Yes, I’m still humming and hawing over this. Self-publishing versus mainstream, which should I choose? Could I get a book deal? Is it worth my while? Do I have the time and energy to handle all the levels of insanity of self-publishing?

I don’t know, honestly. At one point, I’d have given anything to see my work in print. Nowadays, I take a more pragmatic view of it – I’d rather make a ton of money, thanks, and be a real author. There’s always Lulu.com if I want a dead tree version of something I wrote.

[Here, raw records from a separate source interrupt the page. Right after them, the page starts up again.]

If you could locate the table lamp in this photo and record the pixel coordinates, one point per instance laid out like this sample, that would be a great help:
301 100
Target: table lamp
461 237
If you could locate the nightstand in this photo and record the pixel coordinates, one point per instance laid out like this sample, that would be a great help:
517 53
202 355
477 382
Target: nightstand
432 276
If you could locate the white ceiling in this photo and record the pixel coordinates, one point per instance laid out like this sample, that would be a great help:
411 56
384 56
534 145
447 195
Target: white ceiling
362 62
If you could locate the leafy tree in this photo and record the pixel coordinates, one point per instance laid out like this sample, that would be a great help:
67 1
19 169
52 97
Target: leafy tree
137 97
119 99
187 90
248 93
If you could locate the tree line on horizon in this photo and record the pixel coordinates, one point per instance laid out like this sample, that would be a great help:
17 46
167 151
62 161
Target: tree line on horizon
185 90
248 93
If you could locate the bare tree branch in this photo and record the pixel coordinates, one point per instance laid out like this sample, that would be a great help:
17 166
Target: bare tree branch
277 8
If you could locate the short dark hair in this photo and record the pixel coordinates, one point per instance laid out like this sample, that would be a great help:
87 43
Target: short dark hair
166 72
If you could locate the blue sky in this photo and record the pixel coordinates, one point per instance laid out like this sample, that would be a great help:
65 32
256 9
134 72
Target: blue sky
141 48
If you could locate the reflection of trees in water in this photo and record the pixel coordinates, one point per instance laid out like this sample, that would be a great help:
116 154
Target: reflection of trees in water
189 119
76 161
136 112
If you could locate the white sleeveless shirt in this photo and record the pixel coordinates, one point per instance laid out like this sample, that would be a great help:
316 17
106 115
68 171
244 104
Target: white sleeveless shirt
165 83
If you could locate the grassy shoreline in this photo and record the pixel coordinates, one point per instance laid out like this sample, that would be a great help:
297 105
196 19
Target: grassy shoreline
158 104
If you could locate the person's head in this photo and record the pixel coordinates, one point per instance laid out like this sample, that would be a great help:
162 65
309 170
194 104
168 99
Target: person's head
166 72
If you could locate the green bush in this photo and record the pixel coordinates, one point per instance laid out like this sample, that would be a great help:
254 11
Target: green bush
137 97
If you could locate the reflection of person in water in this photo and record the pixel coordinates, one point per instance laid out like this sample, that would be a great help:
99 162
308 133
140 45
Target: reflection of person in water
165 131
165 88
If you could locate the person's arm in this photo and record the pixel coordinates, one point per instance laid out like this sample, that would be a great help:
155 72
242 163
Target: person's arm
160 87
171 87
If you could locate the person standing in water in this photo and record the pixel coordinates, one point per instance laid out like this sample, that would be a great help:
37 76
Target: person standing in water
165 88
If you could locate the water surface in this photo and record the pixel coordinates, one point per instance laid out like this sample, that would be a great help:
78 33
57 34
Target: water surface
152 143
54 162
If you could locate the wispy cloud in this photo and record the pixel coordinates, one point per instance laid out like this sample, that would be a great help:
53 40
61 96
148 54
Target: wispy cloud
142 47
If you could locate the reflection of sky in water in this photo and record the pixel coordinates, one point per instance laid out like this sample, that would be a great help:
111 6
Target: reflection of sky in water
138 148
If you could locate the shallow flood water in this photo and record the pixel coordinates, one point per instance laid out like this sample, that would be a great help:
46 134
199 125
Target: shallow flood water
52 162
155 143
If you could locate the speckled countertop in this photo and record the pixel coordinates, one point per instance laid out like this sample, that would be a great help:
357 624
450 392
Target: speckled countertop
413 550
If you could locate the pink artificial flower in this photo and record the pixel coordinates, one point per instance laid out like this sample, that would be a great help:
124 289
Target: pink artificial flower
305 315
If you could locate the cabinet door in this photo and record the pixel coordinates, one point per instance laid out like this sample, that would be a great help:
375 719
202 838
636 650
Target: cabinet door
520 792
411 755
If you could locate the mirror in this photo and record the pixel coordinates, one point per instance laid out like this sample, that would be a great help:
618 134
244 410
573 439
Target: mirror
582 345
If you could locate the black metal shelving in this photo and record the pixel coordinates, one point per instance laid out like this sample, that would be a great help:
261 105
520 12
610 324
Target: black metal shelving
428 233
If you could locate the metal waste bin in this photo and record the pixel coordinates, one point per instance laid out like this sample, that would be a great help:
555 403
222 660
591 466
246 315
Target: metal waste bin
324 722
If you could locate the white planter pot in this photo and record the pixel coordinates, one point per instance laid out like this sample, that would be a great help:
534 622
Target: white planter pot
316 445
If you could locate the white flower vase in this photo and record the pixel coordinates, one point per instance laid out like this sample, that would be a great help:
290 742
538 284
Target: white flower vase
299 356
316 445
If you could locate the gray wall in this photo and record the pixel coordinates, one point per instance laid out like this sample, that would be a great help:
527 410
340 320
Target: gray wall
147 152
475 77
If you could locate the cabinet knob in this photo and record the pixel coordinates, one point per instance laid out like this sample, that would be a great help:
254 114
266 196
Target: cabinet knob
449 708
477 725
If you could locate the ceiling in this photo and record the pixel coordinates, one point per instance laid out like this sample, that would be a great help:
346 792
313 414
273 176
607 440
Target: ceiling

So. I think I will begin an experiment.

I have lots of ideas, due to my having an excessive amount of imagination. One of these ideas is a weird story about Christmas in the best tradition of cutesy holiday movies everywhere, which came about during a late-night episode of insomnia when I got to thinking about how I’d write such a story. It doesn’t have much of a plot – they never do, really – but it’s got talking animals and magic, and I figure I can just wing it with that.

One chapter at a time, written up and posted here on my site. No edits allowed. Once it’s up, it doesn’t get changed unless I’m fixing typos. I’m going to aim for a chapter a week, but it might be longer than that during NaNoWriMo. And when it’s done, I’ll wrap the whole thing up, proof it, edit it, and self-publish it on Amazon within a month. I’ll do everything myself, even the cover, just to see if I can and if it’s a viable business strategy.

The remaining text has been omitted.